L'enquête parlementaire française sur Uber met en lumière les conséquences sociales de l'économie des concerts

Jean Delaunay

L’enquête parlementaire française sur Uber met en lumière les conséquences sociales de l’économie des concerts

Un récent rapport d’une commission parlementaire française a souligné la vulnérabilité des travailleurs d’Uber alors que l’UE débat de réglementations visant à renforcer les droits des travailleurs des plateformes numériques.

Un nouveau rapport d’une commission parlementaire française a mis en lumière le mauvais traitement réservé aux travailleurs par Uber en critiquant la relation « opaque mais privilégiée » du président Emmanuel Macron avec la multinationale américaine.

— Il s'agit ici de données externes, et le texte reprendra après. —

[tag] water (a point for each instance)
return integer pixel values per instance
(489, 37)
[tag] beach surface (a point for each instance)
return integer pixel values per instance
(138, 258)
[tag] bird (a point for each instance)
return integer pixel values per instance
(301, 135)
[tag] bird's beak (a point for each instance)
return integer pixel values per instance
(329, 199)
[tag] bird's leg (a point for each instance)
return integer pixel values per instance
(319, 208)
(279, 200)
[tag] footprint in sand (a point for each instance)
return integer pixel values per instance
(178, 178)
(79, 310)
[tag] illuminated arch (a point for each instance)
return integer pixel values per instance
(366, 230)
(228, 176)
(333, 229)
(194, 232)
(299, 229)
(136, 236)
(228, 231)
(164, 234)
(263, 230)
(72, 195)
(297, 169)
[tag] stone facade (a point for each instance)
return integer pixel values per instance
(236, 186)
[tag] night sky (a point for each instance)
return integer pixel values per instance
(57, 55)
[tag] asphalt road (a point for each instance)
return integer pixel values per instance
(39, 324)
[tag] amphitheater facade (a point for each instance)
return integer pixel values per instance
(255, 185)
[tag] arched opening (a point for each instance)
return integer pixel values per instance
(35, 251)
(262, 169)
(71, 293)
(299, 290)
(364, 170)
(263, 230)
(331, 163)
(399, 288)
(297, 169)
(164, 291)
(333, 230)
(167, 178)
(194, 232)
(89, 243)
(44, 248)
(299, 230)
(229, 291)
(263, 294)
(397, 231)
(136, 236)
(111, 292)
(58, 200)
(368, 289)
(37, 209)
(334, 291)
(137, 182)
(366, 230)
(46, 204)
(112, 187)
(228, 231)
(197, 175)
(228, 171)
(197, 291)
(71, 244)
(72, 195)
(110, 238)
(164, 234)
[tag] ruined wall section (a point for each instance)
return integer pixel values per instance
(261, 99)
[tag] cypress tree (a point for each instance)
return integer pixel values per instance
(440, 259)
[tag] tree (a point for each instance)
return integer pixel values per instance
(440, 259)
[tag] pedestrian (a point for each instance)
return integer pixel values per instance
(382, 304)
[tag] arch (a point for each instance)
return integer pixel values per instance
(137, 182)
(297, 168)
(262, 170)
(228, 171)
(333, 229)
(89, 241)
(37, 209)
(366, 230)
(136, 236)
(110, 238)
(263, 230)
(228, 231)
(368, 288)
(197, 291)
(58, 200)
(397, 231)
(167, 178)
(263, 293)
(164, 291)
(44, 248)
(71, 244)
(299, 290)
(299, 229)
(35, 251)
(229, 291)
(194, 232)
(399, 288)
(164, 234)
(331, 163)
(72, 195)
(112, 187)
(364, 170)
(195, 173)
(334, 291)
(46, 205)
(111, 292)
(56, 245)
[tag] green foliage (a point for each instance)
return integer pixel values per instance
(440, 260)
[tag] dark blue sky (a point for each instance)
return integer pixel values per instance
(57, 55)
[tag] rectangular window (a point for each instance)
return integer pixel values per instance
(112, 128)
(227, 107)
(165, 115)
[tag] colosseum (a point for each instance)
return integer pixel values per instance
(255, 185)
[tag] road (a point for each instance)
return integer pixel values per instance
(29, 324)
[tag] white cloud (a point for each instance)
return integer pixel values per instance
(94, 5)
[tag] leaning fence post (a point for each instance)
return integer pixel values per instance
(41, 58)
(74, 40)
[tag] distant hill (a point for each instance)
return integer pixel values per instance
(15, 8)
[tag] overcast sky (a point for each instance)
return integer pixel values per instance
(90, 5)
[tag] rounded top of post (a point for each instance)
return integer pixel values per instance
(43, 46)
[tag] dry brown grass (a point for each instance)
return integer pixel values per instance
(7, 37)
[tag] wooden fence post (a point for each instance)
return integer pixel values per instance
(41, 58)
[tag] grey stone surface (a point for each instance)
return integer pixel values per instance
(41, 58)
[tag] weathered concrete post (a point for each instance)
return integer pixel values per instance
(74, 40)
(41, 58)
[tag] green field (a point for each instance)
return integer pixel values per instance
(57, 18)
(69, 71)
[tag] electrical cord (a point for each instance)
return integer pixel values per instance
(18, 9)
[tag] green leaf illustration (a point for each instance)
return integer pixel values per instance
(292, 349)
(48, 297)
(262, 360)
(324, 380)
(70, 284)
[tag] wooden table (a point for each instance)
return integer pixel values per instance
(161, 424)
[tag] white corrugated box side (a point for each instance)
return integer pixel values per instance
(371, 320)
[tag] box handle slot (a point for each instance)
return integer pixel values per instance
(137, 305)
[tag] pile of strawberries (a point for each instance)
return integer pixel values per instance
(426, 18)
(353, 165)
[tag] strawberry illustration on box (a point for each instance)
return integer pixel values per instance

En juillet 2022, le lanceur d’alerte Mark MacGann, un ancien lobbyiste d’Uber Europe, a divulgué plus de 120 000 documents à The Guardian, révélant la stratégie d’influence agressive d’Uber dans environ 40 pays.

Pendant six mois, une commission parlementaire française a entendu le témoignage de 120 personnes, dont deux anciens premiers ministres, Bernard Cazeneuve et Manuel Valls.

Le rapport qui en résulte a souligné les conséquences désastreuses du traitement des travailleurs par Uber, notamment «l’extrême vulnérabilité des travailleurs, en particulier ceux qui n’ont pas de papiers» et l’externalisation des emplois.

Le comité a souligné que le modèle d’Uber défavorisait les chauffeurs, qui étaient contraints de subir « les conditions de travail imposées par la plateforme sans aucune des compensations auxquelles ils auraient dû avoir droit », telles que des indemnités de départ.

Il a également souligné que les tribunaux civils français avaient reconnu certains chauffeurs Uber en tant qu’employés dans plusieurs affaires, similaires au Royaume-Uni en 2021..

Circé Lienart qui travaillait au Centre des coursiers de Paris – qui a ouvert en 2021 – a témoigné que 75% des chauffeurs travaillaient six jours par semaine, dont plus de la moitié travaillaient 9 à 12 heures par jour pour moins que le SMIC.

Il y a également eu une « forte baisse des revenus des taxis » en raison de la réduction significative de la valeur des licences de taxi que les chauffeurs pouvaient vendre, selon le rapport.

La sociologue Sophie Bernard a déclaré au comité qu’Uber ne créait pas d’emplois tandis que Helmi Mamlouk, un délégué syndical, estimait que 80 % des candidats étaient déjà employés ailleurs lorsqu’ils postulaient pour devenir chauffeurs.

Le gouvernement Macron a défendu ce qu’il a appelé la « troisième voie » concernant les travailleurs à la demande.

L’Espagne, quant à elle, a adopté une loi en 2021 pour classer les coursiers comme des employésmarquant une première en Europe.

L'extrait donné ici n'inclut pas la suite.